Indes besteht zwischen den Hausherren und den übrigen Rentnern noch immer ein gewichtiger Unterschied. Beiden ist das arbeitslosen Einkommen entzogen, und wir begreifen ihren Schmerz und ihre Wut, wenn sie zusehen müssen, wie nebenan der Unternehmer, der Händler und Schieber lustiger draufloswuchert als je, wie die Profite in heitere Höhen steigen, indes die Zinse und die Zinsen kläglich unten bleiben. Aber während der Geldentwertung mit dem arbeitslosen Einkommen des Rentners zugleich die Quelle selbst verschüttet hat, aus der es floss, so dass der Kriegsanleihebesitzer nichts anderes mehr sein eigen nennt als ein wertloses Stück Papier, ist der Wert der Häuser unbeeinträchtigt geblieben.
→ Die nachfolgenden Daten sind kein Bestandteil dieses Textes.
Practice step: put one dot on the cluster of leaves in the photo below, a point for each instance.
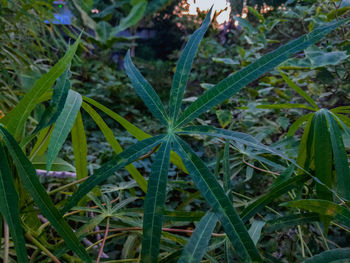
(322, 170)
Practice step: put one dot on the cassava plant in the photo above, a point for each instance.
(17, 171)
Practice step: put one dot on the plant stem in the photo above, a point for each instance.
(103, 241)
(42, 247)
(6, 242)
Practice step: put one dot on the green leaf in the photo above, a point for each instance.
(299, 91)
(57, 102)
(124, 158)
(79, 147)
(133, 130)
(294, 127)
(63, 126)
(108, 133)
(220, 203)
(273, 193)
(154, 203)
(145, 91)
(134, 16)
(39, 162)
(340, 157)
(231, 135)
(16, 119)
(195, 248)
(9, 207)
(284, 106)
(234, 83)
(323, 156)
(338, 255)
(255, 230)
(323, 207)
(290, 221)
(183, 69)
(32, 184)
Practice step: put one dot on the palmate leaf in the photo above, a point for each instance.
(16, 119)
(240, 137)
(133, 130)
(183, 69)
(126, 157)
(108, 133)
(273, 193)
(145, 91)
(32, 184)
(63, 126)
(9, 207)
(338, 255)
(154, 203)
(211, 190)
(234, 83)
(195, 248)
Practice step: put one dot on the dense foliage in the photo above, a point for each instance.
(247, 161)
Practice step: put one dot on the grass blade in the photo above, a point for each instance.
(63, 126)
(124, 158)
(220, 203)
(32, 184)
(273, 193)
(108, 133)
(16, 119)
(154, 204)
(195, 248)
(299, 91)
(145, 91)
(234, 83)
(9, 207)
(323, 207)
(79, 147)
(339, 255)
(340, 157)
(323, 156)
(183, 69)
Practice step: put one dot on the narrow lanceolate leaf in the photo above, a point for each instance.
(323, 207)
(194, 250)
(79, 147)
(108, 133)
(338, 255)
(32, 184)
(16, 119)
(273, 193)
(340, 157)
(230, 135)
(57, 102)
(323, 156)
(145, 91)
(63, 126)
(154, 204)
(124, 158)
(220, 203)
(296, 125)
(9, 207)
(299, 91)
(133, 130)
(291, 221)
(232, 84)
(183, 68)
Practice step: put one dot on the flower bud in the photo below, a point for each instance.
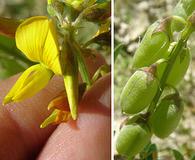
(167, 115)
(178, 70)
(138, 92)
(154, 45)
(132, 139)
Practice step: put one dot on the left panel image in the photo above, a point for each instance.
(55, 79)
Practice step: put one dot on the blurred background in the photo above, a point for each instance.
(11, 60)
(131, 21)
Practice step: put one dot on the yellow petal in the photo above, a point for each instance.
(56, 117)
(30, 82)
(37, 39)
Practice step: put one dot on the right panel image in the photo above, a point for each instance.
(154, 80)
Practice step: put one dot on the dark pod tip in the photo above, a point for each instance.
(164, 26)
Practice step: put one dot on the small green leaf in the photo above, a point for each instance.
(193, 157)
(177, 155)
(117, 50)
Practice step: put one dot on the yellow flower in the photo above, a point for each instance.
(30, 82)
(36, 37)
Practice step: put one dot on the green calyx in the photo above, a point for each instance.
(167, 116)
(132, 139)
(135, 99)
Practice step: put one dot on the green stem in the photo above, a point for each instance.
(16, 54)
(174, 54)
(82, 66)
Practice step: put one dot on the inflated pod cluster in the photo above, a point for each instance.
(138, 91)
(132, 139)
(159, 63)
(154, 46)
(167, 115)
(178, 70)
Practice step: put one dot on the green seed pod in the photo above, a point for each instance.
(154, 45)
(132, 139)
(179, 10)
(138, 92)
(189, 6)
(167, 115)
(179, 68)
(184, 8)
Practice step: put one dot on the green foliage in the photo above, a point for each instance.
(135, 99)
(132, 139)
(169, 57)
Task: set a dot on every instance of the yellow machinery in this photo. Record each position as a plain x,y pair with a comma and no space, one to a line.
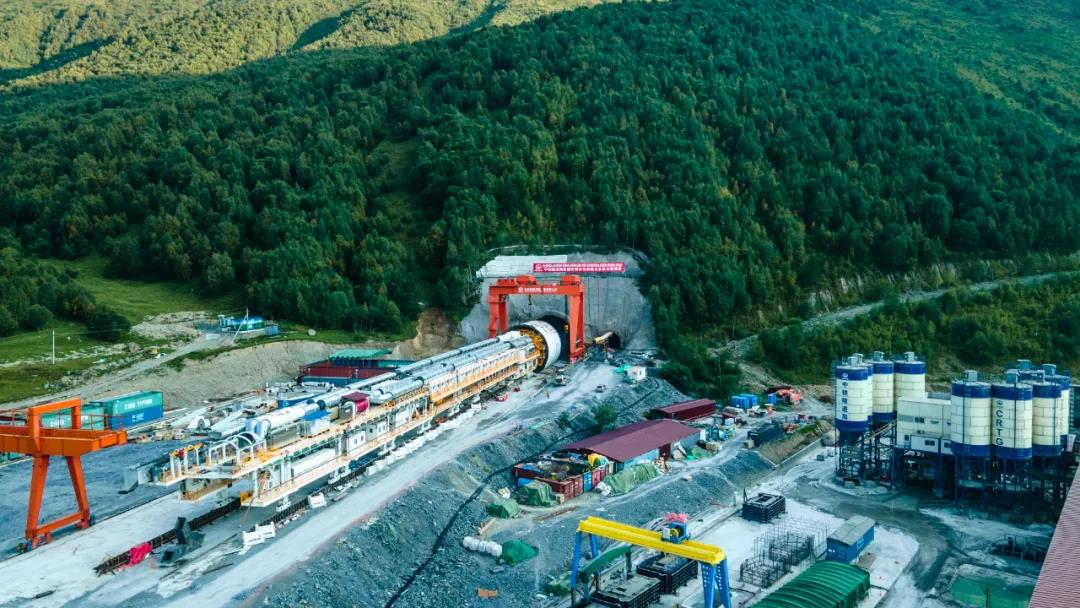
673,540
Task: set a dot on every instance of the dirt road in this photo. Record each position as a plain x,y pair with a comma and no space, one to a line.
740,349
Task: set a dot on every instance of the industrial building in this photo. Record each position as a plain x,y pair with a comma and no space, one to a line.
640,442
1056,586
989,440
693,409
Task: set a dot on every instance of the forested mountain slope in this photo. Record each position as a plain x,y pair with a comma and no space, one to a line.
1025,53
64,40
753,149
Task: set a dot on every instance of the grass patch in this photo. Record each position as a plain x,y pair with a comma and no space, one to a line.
136,299
38,378
70,338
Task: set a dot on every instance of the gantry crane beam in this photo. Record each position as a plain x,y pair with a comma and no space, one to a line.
42,443
714,564
651,539
527,285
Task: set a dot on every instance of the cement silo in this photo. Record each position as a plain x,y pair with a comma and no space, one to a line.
1063,406
885,403
909,377
1012,418
1045,419
853,397
970,435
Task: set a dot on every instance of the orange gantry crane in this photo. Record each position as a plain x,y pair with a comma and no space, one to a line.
42,443
527,285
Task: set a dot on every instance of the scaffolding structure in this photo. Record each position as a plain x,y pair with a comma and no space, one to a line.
868,456
780,549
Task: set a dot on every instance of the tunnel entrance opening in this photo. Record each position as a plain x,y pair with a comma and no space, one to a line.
562,324
609,339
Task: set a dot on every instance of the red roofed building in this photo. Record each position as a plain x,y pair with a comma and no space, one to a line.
1060,577
687,409
635,443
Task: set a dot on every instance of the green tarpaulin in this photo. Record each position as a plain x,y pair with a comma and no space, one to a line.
516,552
825,584
504,509
558,586
536,494
597,566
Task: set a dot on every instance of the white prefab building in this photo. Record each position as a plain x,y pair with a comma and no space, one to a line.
923,423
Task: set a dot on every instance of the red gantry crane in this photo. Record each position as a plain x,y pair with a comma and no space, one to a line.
42,443
527,285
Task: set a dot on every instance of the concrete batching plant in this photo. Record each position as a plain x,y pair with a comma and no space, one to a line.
999,442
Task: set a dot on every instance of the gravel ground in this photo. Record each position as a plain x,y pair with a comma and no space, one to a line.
372,562
105,474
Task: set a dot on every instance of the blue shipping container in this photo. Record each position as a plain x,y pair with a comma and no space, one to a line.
135,418
846,543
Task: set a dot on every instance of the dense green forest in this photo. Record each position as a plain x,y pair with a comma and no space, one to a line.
32,293
961,328
753,150
63,40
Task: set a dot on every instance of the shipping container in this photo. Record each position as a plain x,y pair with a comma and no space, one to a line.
91,418
121,405
850,539
134,418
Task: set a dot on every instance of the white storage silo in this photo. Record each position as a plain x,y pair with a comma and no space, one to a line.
970,435
885,404
1012,418
1045,420
853,396
1063,405
909,377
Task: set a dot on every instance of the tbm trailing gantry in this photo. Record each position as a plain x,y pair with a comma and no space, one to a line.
272,455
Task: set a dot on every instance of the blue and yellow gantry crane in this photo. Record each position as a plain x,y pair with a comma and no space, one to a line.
674,539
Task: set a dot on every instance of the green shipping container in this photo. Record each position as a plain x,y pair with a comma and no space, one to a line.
122,405
92,418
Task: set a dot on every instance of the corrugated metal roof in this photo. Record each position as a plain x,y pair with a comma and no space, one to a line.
360,353
706,406
634,440
852,530
825,584
1060,577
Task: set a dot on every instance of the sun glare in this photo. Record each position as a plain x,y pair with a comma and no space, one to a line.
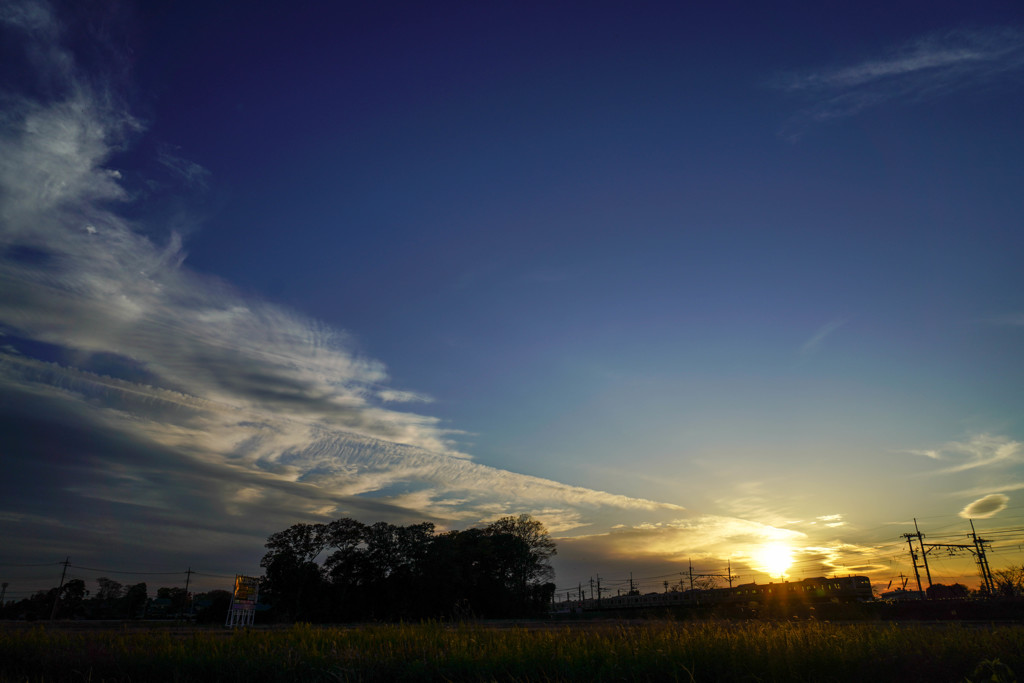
774,559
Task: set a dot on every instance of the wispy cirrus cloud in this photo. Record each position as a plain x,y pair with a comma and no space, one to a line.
814,342
930,67
148,396
986,507
981,451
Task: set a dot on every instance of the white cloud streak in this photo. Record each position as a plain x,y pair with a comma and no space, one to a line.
986,507
265,407
925,69
812,344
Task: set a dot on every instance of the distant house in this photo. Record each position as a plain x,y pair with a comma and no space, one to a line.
943,592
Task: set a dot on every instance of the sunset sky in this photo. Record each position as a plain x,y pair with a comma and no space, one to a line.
709,283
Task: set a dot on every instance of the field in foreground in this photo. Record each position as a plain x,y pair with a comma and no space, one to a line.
655,651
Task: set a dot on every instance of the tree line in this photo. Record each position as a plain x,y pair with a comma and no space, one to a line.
113,600
347,570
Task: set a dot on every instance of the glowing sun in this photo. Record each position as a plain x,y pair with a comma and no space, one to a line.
773,559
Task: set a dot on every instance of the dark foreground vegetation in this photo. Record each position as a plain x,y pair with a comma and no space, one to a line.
595,651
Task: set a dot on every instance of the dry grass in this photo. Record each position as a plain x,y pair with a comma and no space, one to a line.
649,651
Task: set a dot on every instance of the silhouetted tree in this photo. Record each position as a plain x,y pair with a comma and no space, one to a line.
1010,582
294,583
212,607
72,600
386,570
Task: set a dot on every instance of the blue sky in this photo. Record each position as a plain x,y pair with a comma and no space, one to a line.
682,283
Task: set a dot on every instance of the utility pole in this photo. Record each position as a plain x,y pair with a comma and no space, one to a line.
986,573
913,559
977,548
924,553
56,598
187,600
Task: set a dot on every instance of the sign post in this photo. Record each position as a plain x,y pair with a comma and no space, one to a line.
243,609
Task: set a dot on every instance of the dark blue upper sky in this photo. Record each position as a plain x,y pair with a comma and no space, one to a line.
707,256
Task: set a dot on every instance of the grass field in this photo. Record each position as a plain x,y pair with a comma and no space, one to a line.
596,651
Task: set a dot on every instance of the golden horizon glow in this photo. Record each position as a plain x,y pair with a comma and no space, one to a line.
773,559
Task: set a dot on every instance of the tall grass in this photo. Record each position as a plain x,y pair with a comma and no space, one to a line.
654,651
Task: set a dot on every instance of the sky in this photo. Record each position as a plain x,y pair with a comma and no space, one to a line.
732,286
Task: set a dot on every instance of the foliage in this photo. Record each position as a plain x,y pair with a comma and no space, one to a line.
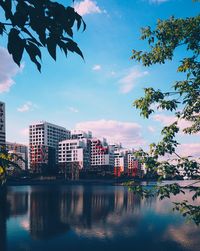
183,100
34,24
7,160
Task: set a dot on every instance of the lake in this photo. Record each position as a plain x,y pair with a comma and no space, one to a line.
92,218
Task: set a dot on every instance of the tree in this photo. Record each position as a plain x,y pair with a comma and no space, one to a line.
183,100
34,24
7,160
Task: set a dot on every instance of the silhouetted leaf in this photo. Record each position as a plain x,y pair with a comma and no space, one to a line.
73,47
51,46
33,53
2,28
15,45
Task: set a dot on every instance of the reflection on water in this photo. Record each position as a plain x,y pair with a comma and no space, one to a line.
91,217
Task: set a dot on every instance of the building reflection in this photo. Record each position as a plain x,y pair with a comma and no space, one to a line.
55,212
18,203
3,206
45,219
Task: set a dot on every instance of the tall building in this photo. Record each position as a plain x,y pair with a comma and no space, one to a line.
21,151
102,155
74,154
44,141
2,124
121,160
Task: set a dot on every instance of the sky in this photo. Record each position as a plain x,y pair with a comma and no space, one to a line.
97,93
Denn die Mieterschutzbestimmungen gestatten die Überwälzung der Erhaltungskosten auf die Mieter und kein Einsichtiger wird sich dieser Überwälzung widersetzen, die den Verfall der Häuser verhindern soll. Das Haus selbst, das Wertobjekt ist erhalten geblieben; und noch immer verfügt ökonomisch über diesen Wert der Hausherr, dem er zwar keine arbeitslose Rente mehr abwirft, der ihn aber nichtsdestoweniger besitzt. Ja mehr noch, die Geldentwertung hat auch vor dem Hypotheken nicht halt gemacht; die in Friedenskronen aufgenommenen Satzposten konnten leicht in Papierkronen getilgt werden; die Hausherren bereicherten sich auf Kosten ihrer Gläubiger. Und so stellt heute der schuldenfreie Hausbesitz ökonomisch, nicht rechtlich, einen größeren Wert dar, als er in den Zeiten der Hausherren Herrlichkeit besessen. Wie wäre es denn auch sonst möglich, dass immer mehr Schieber Lust zeigen, ihr erwuchertes Geld gerade in Häusern anzulegen, auf der anderen Seite aber doch so wenige Hausherren geneigt sind ihr schreckliches Elend mit dem glücklichen Los eines simplen Mieters zu vertauschen? Der Hausherr ist freilich heute nicht mehr der Herr des Hauses; aber ist mehr denn je sein Besitzer.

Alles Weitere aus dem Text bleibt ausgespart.